I have file where each tuple span multiple lines, for example:
START
name: Jim
phone: 2128789283
address: 56 2nd street, New York, USA
END
START
name: Tom
phone: 6308789283
address: 56 5th street, Chicago, 13611, USA
END
.
.
.
So above are 2 tuples in my file. I wrote my UDF that defined a getNext()
function which check if it is START then I will initialize my tuple; if it is END then I will return the tuple (from string buffer); otherwise I will just add the string to string buffer.
It works well for file size is less than HDFS block size which is 64 MB (on Amazon EMR), whereas it will fail for the size larger than this. I try to google around, find this blog post. Raja's explaination is easy to understand and he provided a sample code. But the code is implementing the RecordReader
part, instead of getNext()
for pig LoadFunc
. Just wondering if anyone has experience to handle multi-lined pig tuple split problem? Should I go ahead implement RecordReader
in Pig? If so, how?
Thanks.
You may preprocess your input as Guy mentioned or can apply other tricks described here.
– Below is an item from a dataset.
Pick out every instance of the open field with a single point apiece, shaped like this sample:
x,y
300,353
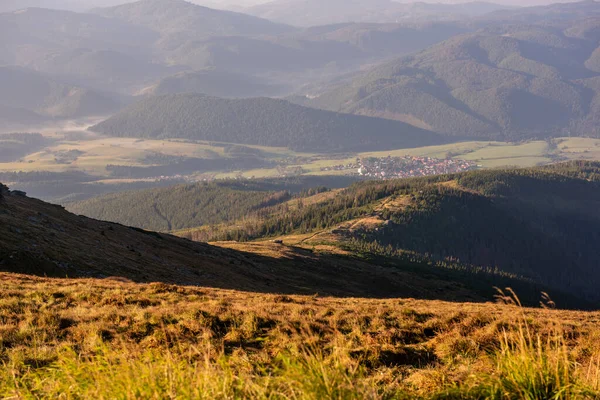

I think the cleanest solution would be to implement a custom InputFormat (along with its RecordReader) which creates one record/START-END. The Pig's LoadFunc sits on the top of the Hadoop's InputFormat, so you can define which InputFormat your LoadFunc will use.
A raw, skeleton implementation of a custom LoadFunc would look like:
import java.io.IOException;
import org.apache.hadoop.mapreduce.InputFormat;
import org.apache.hadoop.mapreduce.Job;
import org.apache.hadoop.mapreduce.RecordReader;
import org.apache.hadoop.mapreduce.lib.input.FileInputFormat;
import org.apache.hadoop.mapreduce.lib.input.TextInputFormat;
import org.apache.pig.LoadFunc;
import org.apache.pig.backend.hadoop.executionengine.mapReduceLayer.PigSplit;
import org.apache.pig.data.Tuple;
import org.apache.pig.data.TupleFactory;
public class CustomLoader extends LoadFunc {
private RecordReader reader;
private TupleFactory tupleFactory;
public CustomLoader() {
tupleFactory = TupleFactory.getInstance();
}
@Override
public InputFormat getInputFormat() throws IOException {
return new MyInputFormat(); //custom InputFormat
}
@Override
public Tuple getNext() {
Tuple result = null;
try {
if (!reader.nextKeyValue()) {
return null;
}
//value can be a custom Writable containing your name/value
//field pairs for a given record
Object value = reader.getCurrentValue();
result = tupleFactory.newTuple();
// ...
//append fields to tuple
}
catch (Exception e) {
// ...
}
return result;
}
@Override
public void prepareToRead(RecordReader reader, PigSplit pigSplit)
throws IOException {
this.reader = reader;
}
@Override
public void setLocation(String location, Job job) throws IOException {
FileInputFormat.setInputPaths(job, location);
}
}
After the LoadFunc
initializes the InputFormat
and its RecordReader
, it locates the input location of your data and begins to obtain the records from recordReader, creates the resulting tuples (getNext()) until the input has been fully read.
Some remarks on the custom InputFormat:
I'd create a custom InputFormat in which the RecordReader is a modified version of
org.apache.hadoop.mapreduce.lib.input.LineRecordReader
: Most of the methods would
remain the same, except initialize()
: it would call a custom LineReader
(based on org.apache.hadoop.util.LineReader
).
The InputFormat's key would be the line offset (Long), the value would be a custom
Writable. This would hold the fields of a record (i.e data between START-END) as a list of key-value pairs. Each time your RecordReader's nextKeyValue()
is called the record is written to the custom Writable by the LineReader. The gist of the whole thing is how you
implement LineReader.readLine()
.
Another, probably an easier approach would be to change the delimiter of TextInputFormat (It is configurable in Hadoop 0.23, see textinputformat.record.delimiter
)
to one that is appropriate for your data structure (if it is possible). In this case you'll end up having your data in Text
from which you need to split and extract KV pairs and into tuples.
If can take start as your delimiter, probably below code works without UDF
SET textinputformat.record.delimiter 'START';
a = load '<input path>' as (data:chararray);
dump a;
the output would look like:
(
name: Jim
enter code here`phone: 2128789283
address: 56 2nd street, New York, USA
END
)
(
name: Tom
phone: 6308789283
address: 56 5th street, Chicago, 13611, USA
END
)
Now both are separated into two tuples.